Ralph Reed long ago proved that he is no conservative. After Pat Buchanan won the New Hampshire primary in 1996, Buchanan had a legitimate chance to overtake Bob Dole and emerge as the Republican presidential nominee. One of the major reasons he did not was the active (though largely behind-the-scenes) opposition of the Christian Coalition, its founder, Pat Robertson, and its executive director, Ralph Reed. Crucial to the eventual nomination of the Senator From Viagra was his victory in the South Carolina primary, a win that owed a great deal to Reed. Given that Buchanan was as viable a candidate as Dole at the time, Reed’s support for Dole cannot be explained as a mere recognition of political reality. Instead, Reed’s rejection of Buchanan clearly showed his preference for the type of temporizing, equivocal politics that had long characterized Dole, notwithstanding Reed’s public support for the type of strong social conservatism long championed by Buchanan. Indeed, the disconnect was so great between the policies espoused by the Christian Coalition and the record of Dole that some wondered whether Buchanan’s Catholicism played a role in the decision to support Dole over Buchanan.
More recently, others have begun to see through Ralph Reed. In June 2005, the Weekly Standard ran a devastating portrait of Reed by Matthew Continetti. According to Continetti, Reed spent his time under Robertson “draining the Christian Coalition of much of its explicitly Christian, or even religious, content,” going so far as to suggest, in 1996, that “social conservatives ought to seek compromise on the abortion issue.” Continetti also documented how Reed’s lobbying firm has earned millions urging evangelical Christians to support such diverse interests as Puerto Rican statehood, the Channel One “educational” television network, and most favored nation (MFN) trading status for Communist China.

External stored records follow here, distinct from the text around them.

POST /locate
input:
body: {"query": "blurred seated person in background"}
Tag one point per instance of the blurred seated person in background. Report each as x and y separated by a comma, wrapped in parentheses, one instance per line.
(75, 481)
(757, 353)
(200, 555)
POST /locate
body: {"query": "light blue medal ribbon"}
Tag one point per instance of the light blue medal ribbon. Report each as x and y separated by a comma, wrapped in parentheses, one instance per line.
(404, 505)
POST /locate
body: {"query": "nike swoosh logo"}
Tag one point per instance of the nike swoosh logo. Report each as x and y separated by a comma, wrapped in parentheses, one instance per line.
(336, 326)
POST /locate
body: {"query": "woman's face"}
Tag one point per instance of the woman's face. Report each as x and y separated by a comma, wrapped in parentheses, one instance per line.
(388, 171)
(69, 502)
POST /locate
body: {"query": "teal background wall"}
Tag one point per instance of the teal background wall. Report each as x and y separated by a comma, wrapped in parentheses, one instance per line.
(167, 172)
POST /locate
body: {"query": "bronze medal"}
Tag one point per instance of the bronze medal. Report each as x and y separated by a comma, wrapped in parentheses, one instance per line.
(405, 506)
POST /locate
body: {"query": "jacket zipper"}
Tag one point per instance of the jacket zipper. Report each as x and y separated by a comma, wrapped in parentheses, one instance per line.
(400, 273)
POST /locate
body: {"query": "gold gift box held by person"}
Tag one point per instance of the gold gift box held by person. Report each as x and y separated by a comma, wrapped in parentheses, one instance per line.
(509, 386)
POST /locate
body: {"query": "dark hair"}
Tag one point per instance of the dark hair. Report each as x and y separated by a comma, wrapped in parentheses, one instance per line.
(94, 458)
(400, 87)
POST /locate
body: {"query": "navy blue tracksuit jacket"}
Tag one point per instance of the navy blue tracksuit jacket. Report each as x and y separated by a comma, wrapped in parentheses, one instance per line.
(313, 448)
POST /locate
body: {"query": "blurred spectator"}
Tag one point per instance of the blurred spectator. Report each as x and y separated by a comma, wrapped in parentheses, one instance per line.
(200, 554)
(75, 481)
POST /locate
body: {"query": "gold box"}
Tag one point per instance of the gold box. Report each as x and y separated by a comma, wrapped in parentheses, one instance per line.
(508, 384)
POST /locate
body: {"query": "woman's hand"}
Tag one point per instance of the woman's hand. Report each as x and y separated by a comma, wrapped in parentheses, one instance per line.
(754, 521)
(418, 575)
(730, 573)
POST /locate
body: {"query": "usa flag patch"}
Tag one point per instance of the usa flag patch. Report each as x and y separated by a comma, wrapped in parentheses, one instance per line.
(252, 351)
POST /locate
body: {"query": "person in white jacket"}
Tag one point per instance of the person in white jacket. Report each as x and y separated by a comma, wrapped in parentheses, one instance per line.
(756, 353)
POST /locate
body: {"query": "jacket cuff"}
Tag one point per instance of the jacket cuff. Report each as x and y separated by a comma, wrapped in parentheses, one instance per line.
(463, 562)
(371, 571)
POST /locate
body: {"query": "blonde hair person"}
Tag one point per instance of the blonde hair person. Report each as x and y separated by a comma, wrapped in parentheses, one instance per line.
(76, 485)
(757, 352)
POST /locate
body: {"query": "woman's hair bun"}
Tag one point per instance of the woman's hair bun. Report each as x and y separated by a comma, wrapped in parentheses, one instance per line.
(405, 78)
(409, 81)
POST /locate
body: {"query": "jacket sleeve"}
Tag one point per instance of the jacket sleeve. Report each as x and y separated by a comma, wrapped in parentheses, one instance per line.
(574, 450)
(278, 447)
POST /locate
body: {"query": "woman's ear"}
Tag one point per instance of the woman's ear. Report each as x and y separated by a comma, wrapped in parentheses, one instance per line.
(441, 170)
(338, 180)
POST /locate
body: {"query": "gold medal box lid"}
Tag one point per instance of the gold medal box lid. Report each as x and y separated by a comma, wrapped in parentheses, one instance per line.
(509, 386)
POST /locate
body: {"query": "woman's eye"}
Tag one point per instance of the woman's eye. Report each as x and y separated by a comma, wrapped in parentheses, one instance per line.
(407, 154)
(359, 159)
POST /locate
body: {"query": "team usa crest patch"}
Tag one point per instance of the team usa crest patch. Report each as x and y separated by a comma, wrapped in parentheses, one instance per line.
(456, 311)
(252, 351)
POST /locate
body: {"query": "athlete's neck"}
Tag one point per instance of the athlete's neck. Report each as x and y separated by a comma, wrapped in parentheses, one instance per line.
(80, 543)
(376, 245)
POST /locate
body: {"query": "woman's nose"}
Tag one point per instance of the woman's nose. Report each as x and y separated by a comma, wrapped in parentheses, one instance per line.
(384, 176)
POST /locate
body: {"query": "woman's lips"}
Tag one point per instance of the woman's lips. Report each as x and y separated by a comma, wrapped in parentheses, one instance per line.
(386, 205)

Reed is not the only former Robertson lieutenant who has attempted to cash in on his political connections. In November 2005, the Legal Times ran an unfavorable article on Jay Sekulow, who has parlayed his leadership of the American Center for Law and Justice into “a lavish lifestyle—complete with multiple homes, chauffeur-driven cars, and a private jet.” But at least the nonprofit organizations that paid out $2,374,833 to purchase two homes used primarily by Sekulow and his wife are also spending some money to advance recognizably conservative goals. Reed, by contrast, is using the money from corporate clients to bamboozle conservative Christians and make himself rich.
According to a November 17, 2005, article in World Magazine, Reed raised millions from corporate interests to support permanent MFN status for Communist China and used that money to fund advertisements claiming that “A nation open to trade is a nation open to ministry” and that “an ill-advised and counterproductive trade war with China . . . would close the door to the Gospel.” One of Reed’s ads touting MFN for China went so far as to claim that “The progress of democracy and the salvation of millions of souls depends [sic] on it.”

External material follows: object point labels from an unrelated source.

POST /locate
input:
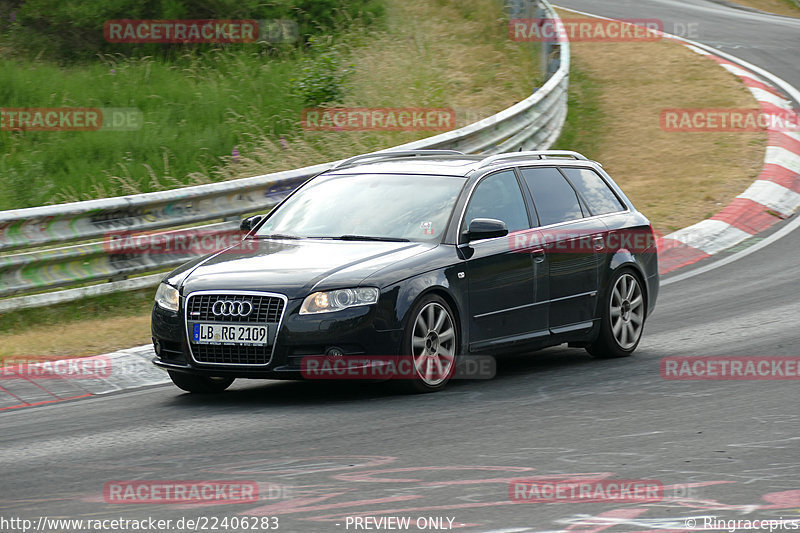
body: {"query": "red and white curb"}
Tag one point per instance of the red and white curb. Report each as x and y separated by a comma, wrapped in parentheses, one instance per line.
(774, 196)
(48, 382)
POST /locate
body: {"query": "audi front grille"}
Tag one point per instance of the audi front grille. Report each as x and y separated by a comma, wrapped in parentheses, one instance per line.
(267, 309)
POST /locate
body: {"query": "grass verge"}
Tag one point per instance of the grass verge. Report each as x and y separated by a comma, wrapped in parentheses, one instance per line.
(618, 91)
(448, 53)
(788, 8)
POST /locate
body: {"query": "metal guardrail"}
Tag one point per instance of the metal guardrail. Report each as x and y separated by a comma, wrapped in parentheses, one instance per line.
(32, 240)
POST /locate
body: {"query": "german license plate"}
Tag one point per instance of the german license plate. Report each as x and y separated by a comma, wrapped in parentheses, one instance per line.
(234, 334)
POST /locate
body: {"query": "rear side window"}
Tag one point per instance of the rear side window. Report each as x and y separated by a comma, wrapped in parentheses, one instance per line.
(554, 197)
(594, 190)
(499, 197)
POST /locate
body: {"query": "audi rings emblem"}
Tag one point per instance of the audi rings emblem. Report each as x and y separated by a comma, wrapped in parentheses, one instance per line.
(232, 308)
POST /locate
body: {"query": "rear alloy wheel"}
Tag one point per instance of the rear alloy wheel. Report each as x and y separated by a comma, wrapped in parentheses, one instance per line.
(431, 338)
(199, 384)
(623, 319)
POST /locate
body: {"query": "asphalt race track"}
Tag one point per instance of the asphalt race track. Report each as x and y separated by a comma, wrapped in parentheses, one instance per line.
(321, 453)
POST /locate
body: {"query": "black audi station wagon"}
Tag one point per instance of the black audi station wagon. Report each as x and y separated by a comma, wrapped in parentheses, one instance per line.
(429, 256)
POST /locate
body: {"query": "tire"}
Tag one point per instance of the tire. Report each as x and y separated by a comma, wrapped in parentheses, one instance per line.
(431, 340)
(199, 384)
(624, 316)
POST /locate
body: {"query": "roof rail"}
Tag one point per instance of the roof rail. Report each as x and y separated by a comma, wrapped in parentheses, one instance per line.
(541, 154)
(395, 153)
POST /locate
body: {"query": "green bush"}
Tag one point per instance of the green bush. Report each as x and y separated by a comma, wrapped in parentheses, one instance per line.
(323, 75)
(73, 29)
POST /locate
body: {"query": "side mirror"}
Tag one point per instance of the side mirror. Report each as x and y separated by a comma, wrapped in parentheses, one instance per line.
(486, 228)
(249, 223)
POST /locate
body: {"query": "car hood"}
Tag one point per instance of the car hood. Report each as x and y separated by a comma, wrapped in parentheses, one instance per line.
(296, 268)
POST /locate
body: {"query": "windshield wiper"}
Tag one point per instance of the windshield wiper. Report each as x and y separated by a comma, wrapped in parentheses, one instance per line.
(277, 236)
(366, 238)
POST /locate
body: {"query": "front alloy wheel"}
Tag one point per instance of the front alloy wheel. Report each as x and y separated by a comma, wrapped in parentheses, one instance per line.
(432, 341)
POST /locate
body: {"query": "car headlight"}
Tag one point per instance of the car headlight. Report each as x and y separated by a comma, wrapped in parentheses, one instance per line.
(167, 297)
(329, 301)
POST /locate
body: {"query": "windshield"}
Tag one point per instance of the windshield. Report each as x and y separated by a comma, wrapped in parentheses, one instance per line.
(367, 207)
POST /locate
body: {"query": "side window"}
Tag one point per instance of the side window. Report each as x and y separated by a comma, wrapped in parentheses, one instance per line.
(498, 196)
(595, 191)
(554, 197)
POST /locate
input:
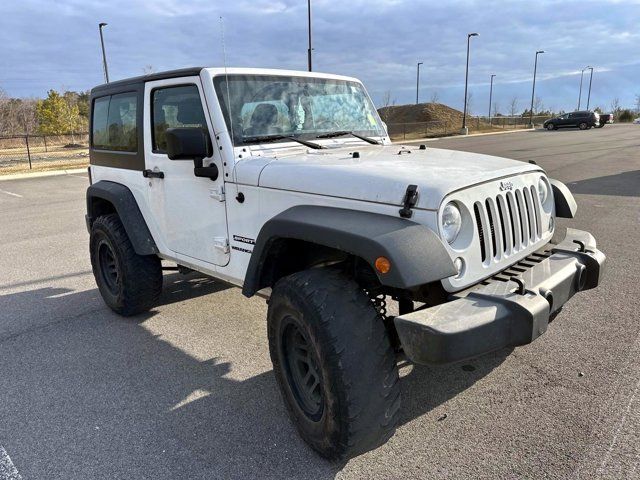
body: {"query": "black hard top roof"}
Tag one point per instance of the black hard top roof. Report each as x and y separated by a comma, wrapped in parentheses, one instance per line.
(111, 87)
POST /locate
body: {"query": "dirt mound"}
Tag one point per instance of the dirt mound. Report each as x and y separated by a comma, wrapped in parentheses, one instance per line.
(420, 113)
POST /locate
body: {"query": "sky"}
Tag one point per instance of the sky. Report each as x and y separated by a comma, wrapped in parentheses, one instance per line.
(48, 44)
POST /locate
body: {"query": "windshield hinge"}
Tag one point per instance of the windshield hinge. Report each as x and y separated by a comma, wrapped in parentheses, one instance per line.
(217, 193)
(221, 243)
(410, 200)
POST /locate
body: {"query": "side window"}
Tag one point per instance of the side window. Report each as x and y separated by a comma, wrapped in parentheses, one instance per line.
(173, 107)
(115, 123)
(99, 123)
(123, 134)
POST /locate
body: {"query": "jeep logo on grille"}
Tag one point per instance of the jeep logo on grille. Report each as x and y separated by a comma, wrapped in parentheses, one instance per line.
(506, 186)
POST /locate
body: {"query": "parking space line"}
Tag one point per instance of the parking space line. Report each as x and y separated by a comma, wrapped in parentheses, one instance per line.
(10, 193)
(8, 470)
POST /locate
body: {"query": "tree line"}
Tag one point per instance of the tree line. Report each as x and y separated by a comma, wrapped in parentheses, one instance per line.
(57, 114)
(513, 108)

But Reed is gaining the most notoriety for his association with ex-lobbyist Jack Abramoff, whom Reed met when both worked at the national office of the College Republicans in 1981. Abramoff is now under a wide-ranging investigation by Congress and a criminal probe by several federal agencies stemming from his raising some $82 million from six Indian tribes over three years to support their gambling interests. At least $4.2 million of this money was directed to Reed’s lobbying firm, which used the money to campaign against gambling in Alabama. What Reed never disclosed was that his campaign was being funded by the Mississippi Choctaws, who did not want their Mississippi casinos to face any competition from next door.

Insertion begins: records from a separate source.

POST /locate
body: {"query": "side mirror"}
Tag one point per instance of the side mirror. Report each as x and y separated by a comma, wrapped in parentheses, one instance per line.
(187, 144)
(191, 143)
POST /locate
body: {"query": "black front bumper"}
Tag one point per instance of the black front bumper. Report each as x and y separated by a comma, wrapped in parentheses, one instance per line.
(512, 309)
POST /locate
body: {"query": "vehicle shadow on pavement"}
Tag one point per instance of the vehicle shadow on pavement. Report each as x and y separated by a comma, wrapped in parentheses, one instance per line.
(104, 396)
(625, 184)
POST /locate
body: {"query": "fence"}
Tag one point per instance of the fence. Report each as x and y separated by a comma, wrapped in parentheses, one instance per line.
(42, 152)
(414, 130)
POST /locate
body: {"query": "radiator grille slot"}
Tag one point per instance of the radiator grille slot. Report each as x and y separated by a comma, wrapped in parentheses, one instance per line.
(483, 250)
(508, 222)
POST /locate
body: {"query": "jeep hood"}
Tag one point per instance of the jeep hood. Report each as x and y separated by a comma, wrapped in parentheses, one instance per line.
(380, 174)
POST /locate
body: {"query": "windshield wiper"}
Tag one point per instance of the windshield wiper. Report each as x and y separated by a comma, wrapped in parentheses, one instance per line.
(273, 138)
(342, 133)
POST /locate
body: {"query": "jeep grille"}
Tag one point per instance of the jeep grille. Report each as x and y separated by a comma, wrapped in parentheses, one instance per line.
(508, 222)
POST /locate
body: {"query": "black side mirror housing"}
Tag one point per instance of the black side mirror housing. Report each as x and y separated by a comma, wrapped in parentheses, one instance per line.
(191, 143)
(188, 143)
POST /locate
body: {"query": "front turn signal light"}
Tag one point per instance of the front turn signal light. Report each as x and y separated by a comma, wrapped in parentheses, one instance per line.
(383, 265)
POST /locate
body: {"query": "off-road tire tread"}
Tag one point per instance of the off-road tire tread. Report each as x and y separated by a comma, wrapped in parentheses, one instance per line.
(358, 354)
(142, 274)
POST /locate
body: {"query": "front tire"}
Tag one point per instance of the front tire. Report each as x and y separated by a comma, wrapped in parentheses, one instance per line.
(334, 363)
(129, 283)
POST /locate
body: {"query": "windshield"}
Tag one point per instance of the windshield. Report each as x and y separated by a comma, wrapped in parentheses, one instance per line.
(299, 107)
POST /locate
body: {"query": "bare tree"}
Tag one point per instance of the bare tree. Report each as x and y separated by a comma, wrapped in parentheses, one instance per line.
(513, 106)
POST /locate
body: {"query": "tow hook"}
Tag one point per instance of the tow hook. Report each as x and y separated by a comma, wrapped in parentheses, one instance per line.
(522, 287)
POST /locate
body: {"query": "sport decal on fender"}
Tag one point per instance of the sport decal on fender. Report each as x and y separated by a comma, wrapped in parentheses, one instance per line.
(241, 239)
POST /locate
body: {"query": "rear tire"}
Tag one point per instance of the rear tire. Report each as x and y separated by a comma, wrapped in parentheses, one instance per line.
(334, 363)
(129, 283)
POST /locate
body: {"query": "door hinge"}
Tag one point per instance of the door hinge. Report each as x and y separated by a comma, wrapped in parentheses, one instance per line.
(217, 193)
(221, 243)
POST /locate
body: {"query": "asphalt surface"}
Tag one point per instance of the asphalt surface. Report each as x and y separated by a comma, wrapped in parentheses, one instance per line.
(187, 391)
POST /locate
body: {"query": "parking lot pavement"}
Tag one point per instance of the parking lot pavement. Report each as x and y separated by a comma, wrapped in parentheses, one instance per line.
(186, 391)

Many Alabamians opposed to gambling were shocked when they learned who had been bankrolling Reed’s campaign. Dan Ireland, executive director of the antigambling Alabama Citizens Action Program, told World that “I think anyone who is against gambling wouldn’t take the money if they thought it had anything to do with gambling.” Mr. Ireland is right, just as one doubts that any right-to-life organization would take money from one group of abortionists as part of a campaign to shut down a rival group of abortionists. But, sadly, many of those who have sought to turn conservative activism into personal profit apparently have no such qualms, so long as the checks keep coming.